I will not spoil the plot but I will say that it is a very fleshed out universe that Stableford creates that seems so possible one day. The characterization and insights into human nature are excellent but then if you are familiar with Brian Stableford this will not surprise you.

I do think that by the 22nd century we will be more advanced then Stableford projects on nanotech but that is a minor quibble over a novel that everyone on this list should definitely read. "The First Immortal" was good but David Halperin just does not have the writing abilities of a master like Stableford.

I suppose it will forever be a popular topic on this list as to whether we can trust and peacefully co-exist with our "mind children" in whatever forms they take. Of course the plot of the "Terminator" films come to mind as I write this. One reason for nuclear disarmament may be so such weapons are not available for renegade A.I.'s to hack into and take control of. But with nano and biotech it does not ultimately matter I think.

If we compare bringing A.I.'s into the world and programming them to parenting human children I would say we must be good moral examples to them. What a concept!! Could the human race manage that one? could even the United States? What will an A.I. think of our exploitation of third world nations to keep our economy chugging happily along?? Scarily, they may decide to follow our example.

Perhaps the A.I.'s will take a paternal take on humanity and will even let us think we are in charge when actually to a large extent they really are. Sort of like a marriage where both partners have their own spheres of influence. Programming A.I.'s to "behave" may be hard but perhaps we can give them some sort of moral compass to govern themselves.

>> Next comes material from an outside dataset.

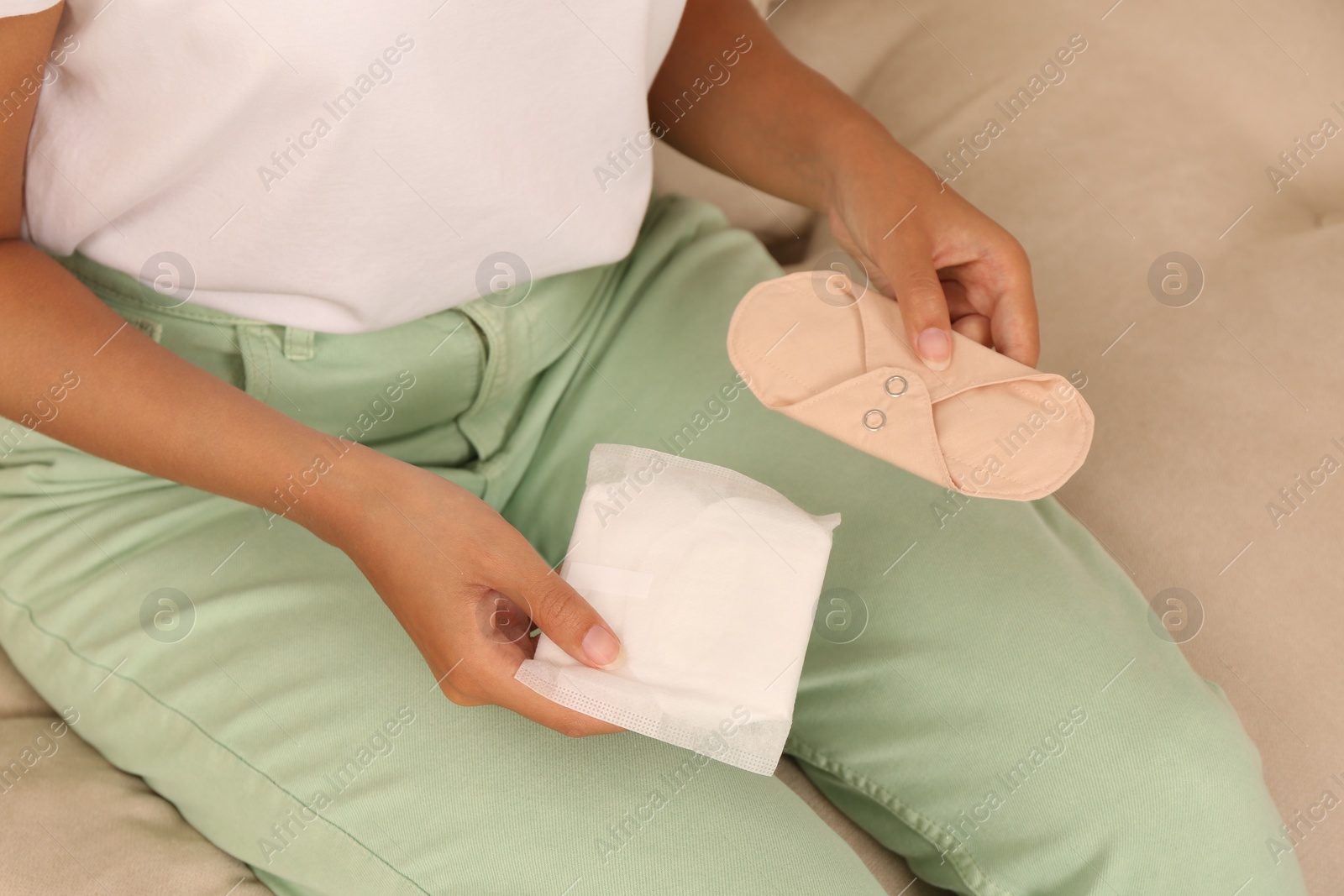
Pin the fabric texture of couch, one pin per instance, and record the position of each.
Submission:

If a major conflict does come to be a humanity just narrowly wins I could see our A.I.'s being greatly scaled back in terms of ability to self-govern and general capabilities which would slow down human progress and growth certainly. Whether we won a war with our own machines would I think be largely determined by the point at which our machines chose to rebel. I would think A.I.'s would be sure of success before turning against us.

But a single renegade A.I. might be enough to give humanity the necessary scare to radically alter course. But we could go the way of the "Dune" novels and use human computers (mentats) to do some of what machines had done before. I doubt the "Dune" model could ever replace powerful A.I.'s though!

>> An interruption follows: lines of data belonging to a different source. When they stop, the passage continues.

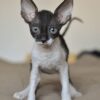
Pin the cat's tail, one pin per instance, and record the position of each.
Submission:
(69, 23)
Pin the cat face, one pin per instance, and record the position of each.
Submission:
(44, 28)
(44, 25)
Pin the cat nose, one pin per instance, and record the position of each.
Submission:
(43, 40)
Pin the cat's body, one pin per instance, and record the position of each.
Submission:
(50, 52)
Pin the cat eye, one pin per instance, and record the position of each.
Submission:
(36, 29)
(52, 30)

I have read posts about how to avoid the A.I. problem we should use uploading of human minds. And to make that even safer to upload simultaneously a number of honorable individuals so no one or small clique can suddenly seize power. There is a logic to all of this though we must remember that when dealing with human beings we will have the same problems probably with uploads that we do with people down here right now! But at least it will be a known commodity...the human condition.

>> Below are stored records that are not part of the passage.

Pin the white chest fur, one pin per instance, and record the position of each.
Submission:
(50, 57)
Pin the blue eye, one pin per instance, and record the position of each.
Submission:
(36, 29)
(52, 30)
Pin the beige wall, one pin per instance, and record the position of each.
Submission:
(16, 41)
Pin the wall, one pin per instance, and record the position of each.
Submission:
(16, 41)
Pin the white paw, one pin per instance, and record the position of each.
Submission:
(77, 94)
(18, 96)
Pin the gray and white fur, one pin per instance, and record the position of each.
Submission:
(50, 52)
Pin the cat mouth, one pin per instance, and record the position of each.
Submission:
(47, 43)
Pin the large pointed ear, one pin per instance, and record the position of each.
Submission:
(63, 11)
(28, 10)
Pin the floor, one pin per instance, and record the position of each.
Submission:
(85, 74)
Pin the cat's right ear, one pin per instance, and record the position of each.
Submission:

On the topic of how to utterly exterminate a race of intelligent beings that have colonized a large area of space I would think back to the Larry Niven story "World of Ptavvs" where one race eons ago ruled with an iron hand all the other races of our galaxy. They did this by a telepathic mind control power native to their race that they could mechanically amplify. Now I realize psi is a very debatable issue but I thought the concept here was fascinating. Do not read further if you do not want the plot revealed to you.

A slave race that were masters of bio-engineering created a semi-sentient lifeform that could when it wanted be immune to the mind control and in the guise of a servant class put them in almost every ship and home of the slavemasters. When the signal was given these creatures rended to bits the alien overlords who tried unsuccessfully to their horror to fend them off psionically.

But in the homeworld the alien overlords had a secret doomsday weapon and before they were all killed it was activated. This device sent a hugely magnified message of telepathic compulsion to every intelligent being in our galaxy. The message was "kill yourself!" When the dust settled every slaver and slave was dead with the semi-sentient killing machines to wander about the ruins. Eons later according to the story humanity and other races came to be.

I found the story fascinating as an example of how one very powerful race could be overthrown by others. The slavers had before enslaving other races enslaved the members of their own race with little or no telepathic power and the whole culture was based on this so it seemed only natural to do this to those they encountered in space.

The story has a lone survivor of the race in "time-stop" stasis who uses his powers on the human crew of a spaceship. But the wily onboard A.I. is immune and takes him out! The tiger-like Kzinti are also a part of the story and you would not to be a Kzinti telepath; talk about social pariahs!

It was ages ago I read the story but I very much enjoyed it. So I present it as a fictional example for the extinction topic. Even though psi like I said is highly debatable.

I want to say how much I enjoy reading the list. I have learned a great deal. I am very appreciative of all the great advice I got on ways to improve my brain function. I look forward to the Textropian timeline when it is completed. I still havn't given up on the thought of attending the Extro. Take care everyone.